In her down time, Parsakalleh started reading stories and seeing social media posts of nurses in New York asking for help in caring for patients fighting the virus. She, along with her friends and coworkers Jordan Kaaze and Cara Favorite, ultimately made a decision to put their lives in Minnesota on hold to lend a hand in New York as travel nurses.

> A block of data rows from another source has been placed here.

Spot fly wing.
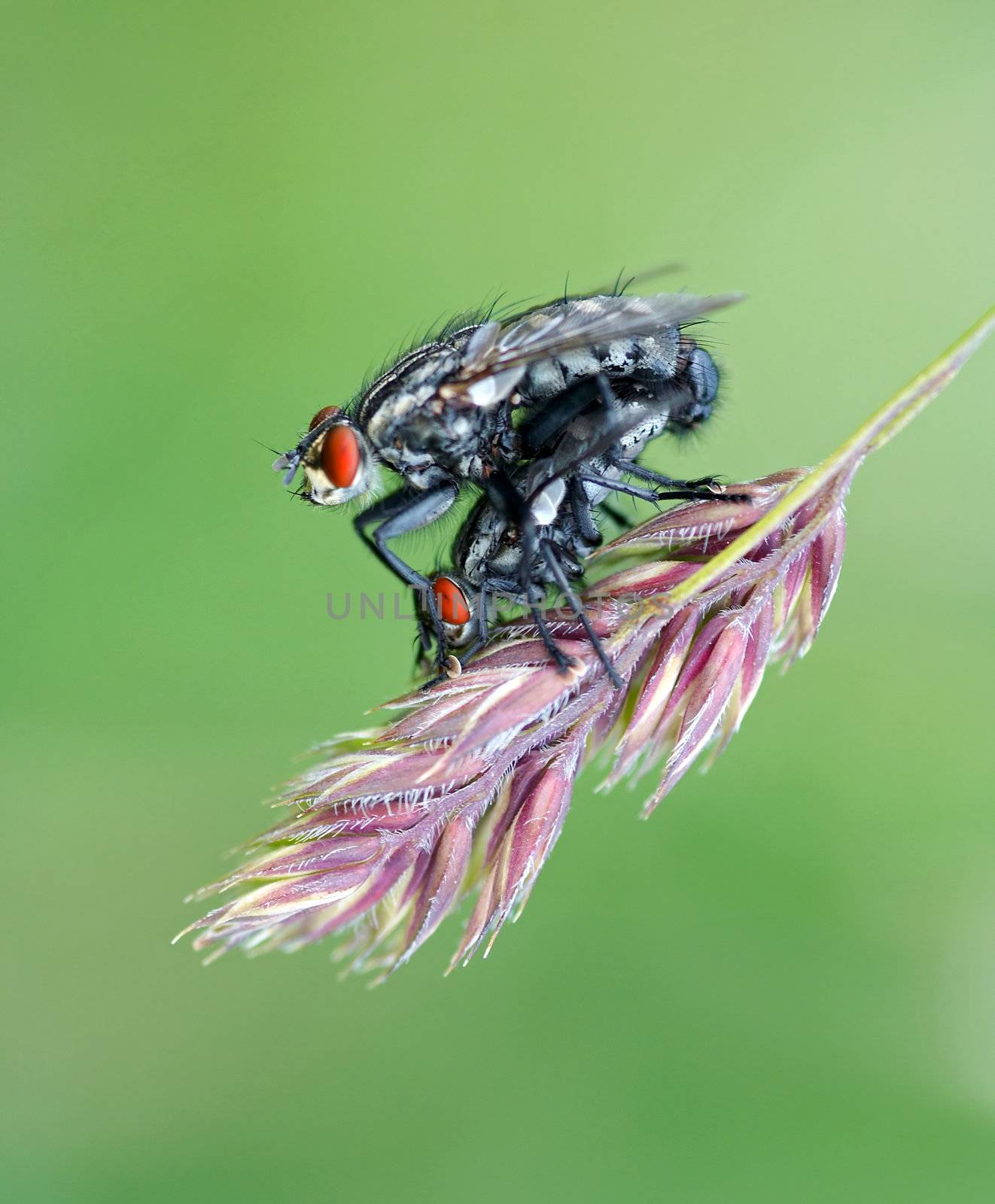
[440,293,742,408]
[486,293,742,372]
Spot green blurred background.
[0,0,995,1204]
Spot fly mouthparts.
[273,451,300,485]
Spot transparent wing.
[484,293,742,372]
[445,293,742,407]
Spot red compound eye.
[433,576,470,628]
[321,424,361,489]
[307,406,342,431]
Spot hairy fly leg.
[487,471,571,673]
[580,472,714,502]
[540,540,622,690]
[353,483,457,656]
[616,460,750,502]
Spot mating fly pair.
[273,279,736,672]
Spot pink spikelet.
[175,311,995,977]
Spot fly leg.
[568,477,602,548]
[613,460,750,502]
[487,472,571,673]
[538,538,622,690]
[580,472,750,502]
[353,482,457,658]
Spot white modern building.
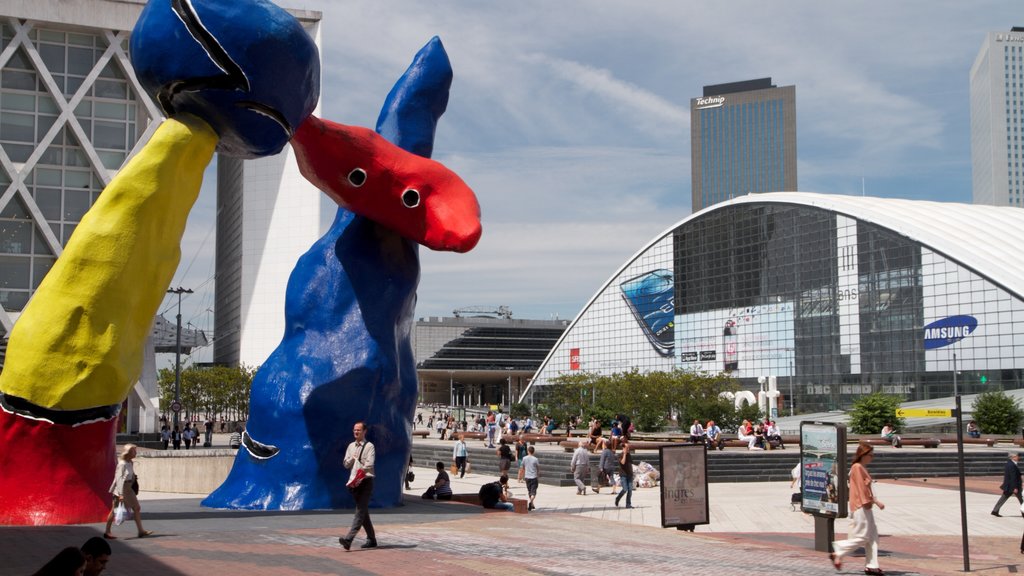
[521,193,1024,413]
[971,27,1024,207]
[0,0,321,431]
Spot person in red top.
[828,444,886,575]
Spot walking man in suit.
[992,452,1024,516]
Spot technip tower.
[690,78,797,212]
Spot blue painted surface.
[203,37,452,509]
[130,0,319,158]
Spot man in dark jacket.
[992,452,1024,516]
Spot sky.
[161,0,1024,367]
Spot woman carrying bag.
[103,444,153,540]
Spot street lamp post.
[167,286,193,428]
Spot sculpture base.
[0,410,117,526]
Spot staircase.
[413,444,1007,486]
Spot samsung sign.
[925,316,978,349]
[697,96,725,110]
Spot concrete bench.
[452,487,529,515]
[859,437,942,448]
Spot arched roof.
[724,192,1024,299]
[522,192,1024,398]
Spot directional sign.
[896,408,956,418]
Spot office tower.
[971,27,1024,207]
[690,78,797,212]
[0,0,322,431]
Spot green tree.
[971,390,1024,436]
[850,393,906,435]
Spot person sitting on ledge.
[881,422,903,448]
[423,462,452,500]
[478,475,515,511]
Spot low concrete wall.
[135,448,238,494]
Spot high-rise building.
[690,78,797,212]
[971,27,1024,207]
[0,0,322,431]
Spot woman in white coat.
[103,444,153,540]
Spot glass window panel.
[38,94,60,116]
[0,113,35,142]
[63,190,91,222]
[99,58,125,80]
[68,46,95,76]
[32,227,53,256]
[65,148,89,167]
[33,168,60,187]
[60,222,78,246]
[0,70,36,90]
[34,116,57,142]
[39,44,65,74]
[3,145,35,162]
[96,151,125,170]
[0,92,36,112]
[68,32,94,46]
[95,80,128,99]
[93,101,128,120]
[36,29,65,44]
[39,146,63,166]
[0,290,29,312]
[65,76,85,96]
[65,170,92,189]
[0,194,31,220]
[0,256,31,290]
[92,120,125,150]
[0,220,32,254]
[32,256,57,290]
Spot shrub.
[971,390,1024,436]
[850,394,906,435]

“The nurses in New York were saying they are literally overwhelmed and were begging for help,” Parsakalleh said. “I finally just threw my hands up in the air and said ‘you know what? I can put my life on pause for two months. I can go help for eight weeks and come back and pick up where I left off.’ I had 100 percent piece in that decision of coming to help. This was kind of a no-brainer decision for me.”
Travel Nursing
After talking about the possibility of going to New York for a couple of days, Parsakalleh and her two coworkers applied to Aya Healthcare, a travel nursing agency, to learn more about helping out in the Big Apple.
The three quickly heard back from the agency and the need for help was evident. After a matter of days, Parsakalleh and her coworkers left Minnesota on April 11 to move to New York for eight weeks to work in New York City.
“I really do love traveling and once you start to travel with such a flexible job like I have and skillset that I can go anywhere, you kind of go after that itch,” said Parsakalleh, who has been a travel nurse in Hawaii and throughout the Midwest in the past. “Things just fell into place. It was honestly the easiest contract I have ever accepted.”
Parsakalleh ended up resigning from two different positions she held at Regions Hospital — positions she hopes to get back when she returns to Minnesota — to assist with COVID-19 efforts at a hospital in the NYU Langone Health System. There is where she will work in the Intensive Care Unit containing all COVID-positive patients until early June, working 12-hour shifts in an ICU float pool.
“I couldn’t sit by watching knowing that my skills could be used somewhere else and they are desperately needed. I came out here to provide a little bit of relief and lend my skills as an ICU nurse. My biggest hope is that’s what I can do,” she said. “It’s been so moving to have staff welcome me (in New York). Some of them have had tears in their eyes, thanking me for coming to help and the distance that I’ve traveled. I feel so honored to have the skills that I could come.
“My goal is to provide a little relief for a few months while they catch their breath and get back on their feet to be able to do the job they do best here locally. It’s a great experience to kind of be thrown into a time in history and to be a part of something that is so much bigger than myself. I take a lot of pride in my profession. I can’t imagine doing anything else.”
COVID-19 response in Minnesota
Like others throughout the country, Parsakalleh has seen the impact COVID-19 has had on many while working on the front lines.
For the next eight weeks, she’s beginning a journey of experiencing a state like New York where the virus has spread more quickly.
“I’m finding that everyone is effected by this differently, just like with any other disease or virus,” she said. “The people that catch this and end up in the hospital, they are very sick patients. They require a lot of support, a lot of resources, a lot of critical thinking and acting fast, because they are very fragile.
“As a nurse, it’s a very difficult and emotionally exhausting position to be in because you try to do so much to keep them comfortable and provide them reassurance when we have every tube and machine hooked up to them and they are scared.”
“It is a little scary to be in rooms where you are obviously very exposed and there is no such thing as social distancing in nursing. I think sometimes I’m just as scared as the patients, but I’m there for them and this is my calling in life,” Parsakalleh continued. “At the same time, I’m 100 percent at peace that this is where I’m supposed to be right now.”
Although she stressed COVID-19 should be taken seriously, Parsakalleh has been pleased with the response from Minnesotans in trying to flatten the curve of the virus.
“I think Minnesotans have done a really great job of just sheltering in place and being careful of distancing while hand-washing. That’s why we’re not seeing the influx that some of these other states like New York,” she said. “We’re still not in the clear, but in my personal opinion, I don’t anticipate we will get as bad as predicted. I think we have done a really great job.
“As long as people keep observing the recommendations that are in place, we will be able to get back to semi-normal summers here soon.”